1.  “Ron was always content to tell the truth as best he understood it, and he saw that as the point of his politics. Rand is the guy who is committed to winning.” -- Paul family strategist Jesse Benton

This gets to the core of the difference between Rand and Ron Paul. It's not -- as Lizza correctly notes in his piece -- fundamentally about their policy views on which there is considerable overlap. "They don’t really have differences," Carol Paul, wife of Ron and mother of Rand, told Ryan. "They might have fractional differences about how to do things, but the press always want to make it into some kind of story that isn’t there.”  The real difference between the two men is stylistic and focus-oriented. Many Republican strategists admit that if Ron Paul had simply refused to go down the rabbit hole of his foreign policy views (over and over again) during nationally televised debates, he might well have won a primary or caucus in 2012.  Rand Paul, by contrast, understands the need to pivot off of topics where his views are not entirely aligned with the people he is trying to woo. 

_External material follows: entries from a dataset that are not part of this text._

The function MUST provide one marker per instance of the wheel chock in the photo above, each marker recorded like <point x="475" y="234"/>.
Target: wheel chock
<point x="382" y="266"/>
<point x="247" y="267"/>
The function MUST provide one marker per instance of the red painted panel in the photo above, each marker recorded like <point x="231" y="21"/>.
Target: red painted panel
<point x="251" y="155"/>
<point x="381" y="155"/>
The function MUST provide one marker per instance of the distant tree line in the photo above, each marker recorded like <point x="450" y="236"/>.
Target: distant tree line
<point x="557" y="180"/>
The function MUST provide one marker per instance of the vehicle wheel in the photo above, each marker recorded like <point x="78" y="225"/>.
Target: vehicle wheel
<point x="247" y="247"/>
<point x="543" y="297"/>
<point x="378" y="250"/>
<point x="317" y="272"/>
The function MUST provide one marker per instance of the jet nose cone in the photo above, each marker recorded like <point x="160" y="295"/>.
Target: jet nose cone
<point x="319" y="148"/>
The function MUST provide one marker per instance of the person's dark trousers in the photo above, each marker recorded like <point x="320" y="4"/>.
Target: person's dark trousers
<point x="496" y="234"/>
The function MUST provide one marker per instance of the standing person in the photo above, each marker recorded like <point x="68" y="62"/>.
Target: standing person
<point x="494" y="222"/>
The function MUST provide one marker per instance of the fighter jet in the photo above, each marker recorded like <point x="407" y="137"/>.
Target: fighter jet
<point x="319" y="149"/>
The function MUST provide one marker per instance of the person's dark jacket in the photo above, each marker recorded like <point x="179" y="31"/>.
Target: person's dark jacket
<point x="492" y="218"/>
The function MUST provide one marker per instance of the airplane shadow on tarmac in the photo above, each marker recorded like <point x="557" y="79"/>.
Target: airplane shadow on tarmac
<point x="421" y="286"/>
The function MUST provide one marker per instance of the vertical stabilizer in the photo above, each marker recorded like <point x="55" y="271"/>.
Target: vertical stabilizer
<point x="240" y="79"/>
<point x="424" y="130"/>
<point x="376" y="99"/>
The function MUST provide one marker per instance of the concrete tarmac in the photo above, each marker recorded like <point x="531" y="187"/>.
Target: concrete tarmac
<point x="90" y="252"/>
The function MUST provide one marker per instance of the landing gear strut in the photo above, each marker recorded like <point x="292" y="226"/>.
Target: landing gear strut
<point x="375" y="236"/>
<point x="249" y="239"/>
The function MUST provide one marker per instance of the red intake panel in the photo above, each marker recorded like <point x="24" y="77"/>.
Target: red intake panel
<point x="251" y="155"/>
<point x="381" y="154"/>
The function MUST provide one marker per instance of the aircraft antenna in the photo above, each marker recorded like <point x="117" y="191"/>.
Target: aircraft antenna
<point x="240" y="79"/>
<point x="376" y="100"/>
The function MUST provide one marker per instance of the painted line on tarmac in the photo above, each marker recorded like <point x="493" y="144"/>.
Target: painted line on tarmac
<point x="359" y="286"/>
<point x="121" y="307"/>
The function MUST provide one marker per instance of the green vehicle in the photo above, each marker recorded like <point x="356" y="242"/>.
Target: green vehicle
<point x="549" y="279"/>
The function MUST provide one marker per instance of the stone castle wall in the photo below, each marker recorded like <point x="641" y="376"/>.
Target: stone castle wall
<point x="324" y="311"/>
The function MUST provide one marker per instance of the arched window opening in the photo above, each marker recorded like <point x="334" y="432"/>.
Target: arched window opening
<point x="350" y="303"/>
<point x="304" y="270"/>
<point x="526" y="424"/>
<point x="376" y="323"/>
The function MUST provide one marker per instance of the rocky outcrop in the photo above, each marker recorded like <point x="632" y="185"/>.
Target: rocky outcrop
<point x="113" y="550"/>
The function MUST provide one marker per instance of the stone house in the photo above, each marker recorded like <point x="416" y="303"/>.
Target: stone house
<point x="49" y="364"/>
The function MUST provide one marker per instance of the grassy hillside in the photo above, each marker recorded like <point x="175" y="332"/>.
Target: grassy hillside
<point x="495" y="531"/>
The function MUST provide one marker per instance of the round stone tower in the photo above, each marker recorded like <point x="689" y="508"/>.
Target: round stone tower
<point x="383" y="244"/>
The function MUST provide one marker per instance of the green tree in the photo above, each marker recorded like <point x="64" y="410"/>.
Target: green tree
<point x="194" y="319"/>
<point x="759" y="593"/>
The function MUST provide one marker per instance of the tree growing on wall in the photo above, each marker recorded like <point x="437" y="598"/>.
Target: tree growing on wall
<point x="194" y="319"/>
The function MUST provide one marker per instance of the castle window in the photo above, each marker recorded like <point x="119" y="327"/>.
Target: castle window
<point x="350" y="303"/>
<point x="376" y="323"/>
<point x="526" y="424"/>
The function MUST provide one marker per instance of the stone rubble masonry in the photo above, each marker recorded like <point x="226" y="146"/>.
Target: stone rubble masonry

 2. “He’s not naturally gregarious. He’s not a natural politician.” -- Longtime Louisville Courier Journal reporter and columnist Al Cross

Cross is right.  Paul doesn't fit the charismatic pol stereotype like New Jersey Gov. Chris Christie and Florida Sen. Marco Rubio do. If he's like anyone in the potential field, it's Ohio Gov. John Kasich, a wonky guy with a sort of off-beat appeal. To Paul's credit, he understands that he is not the back-slapping, hail-fellow-well-met candidate in the race and uses his occasionally awkward personality as a public-facing sign of just how different he is from the longtime politicians he hopes to beat. (A more concerning character trait that Lizza picks up on is that Paul is "prickly.")

3. “Kelley [Paul] is going to say what’s on her mind. She eggs him on when he gets attacked.” -- A former Paul aide

Rand Paul's wife, Kelley, is someone the national media -- and the average voter in Iowa, New Hampshire and South Carolina -- knows very little about.  That, of course, will change as part of the process of running for president in this media age is that your significant other also must step into the spotlight.  The comment about Kelley from the former Paul aide is part of a broader section in the Lizza piece about Rand's political antennae not always being perfectly tuned. But, it's worth noting that Kelley Paul, according to the Lizza piece, advised her husband against appearing on Rachel Maddow's show in May 2010-- good advice given what a mess he made of that interview.

4. “[Mitch McConnell] realized that he was not his father’s son in all respects, and that he was interested in winning and achieving things rather than just making philosophical points. McConnell quickly realized that this is somebody with whom political business can be done.” -- John David Dyke, Kentucky GOP commentator

The relationship between Rand Paul and Mitch McConnell -- brokered following the former's thrashing of the latter's hand-picked candidate in a 2010 Republican Senate primary -- may be the single most telling thing about the rise -- and change -- of Kentucky's junior senator.  Dyke's praise of Paul as "somebody with whom political business can be done" is something that would have never been said of Ron Paul or even Rand Paul as recently as 2010 when he ran, at least in part, to teach the establishment a lesson for their long opposition to his father. But Rand doesn't want to be a hopeless cause. He wants to be a winning candidate.  The relationship with McConnell speaks to that fact.

5. “I’ve seen him grow and I’ve seen him mature and I’ve seen him become more centrist. I know that if he were President or a nominee I could influence him, particularly some of his views and positions on national security. He trusts me particularly on the military side of things, so I could easily work with him. It wouldn’t be a problem.” -- Arizona Sen. John McCain

Rand Paul has spent much of his first four years in the Senate -- and especially the last two as it became clearer and clearer he was running for president -- trying to reduce some of the heat directed toward him (and his father) by the Republican establishment. He knows people like McCain are never going to endorse him for president. (My guess on a McCain endorsement? Rubio.) But, Rand also believes that having people like McCain -- and McConnell -- actively working either behind the scenes or in front of them against you is a recipe to lose. (Ted Cruz, on the other hand, views this antagonistic relationship as a key to victory for him.) This McCain quote suggests that Paul's effort have paid off; he's never going to be McCain's guy but neither will the Arizona Republican go out of his way to say or do things to try and keep the nomination from Paul if it seems obvious the race is headed that way.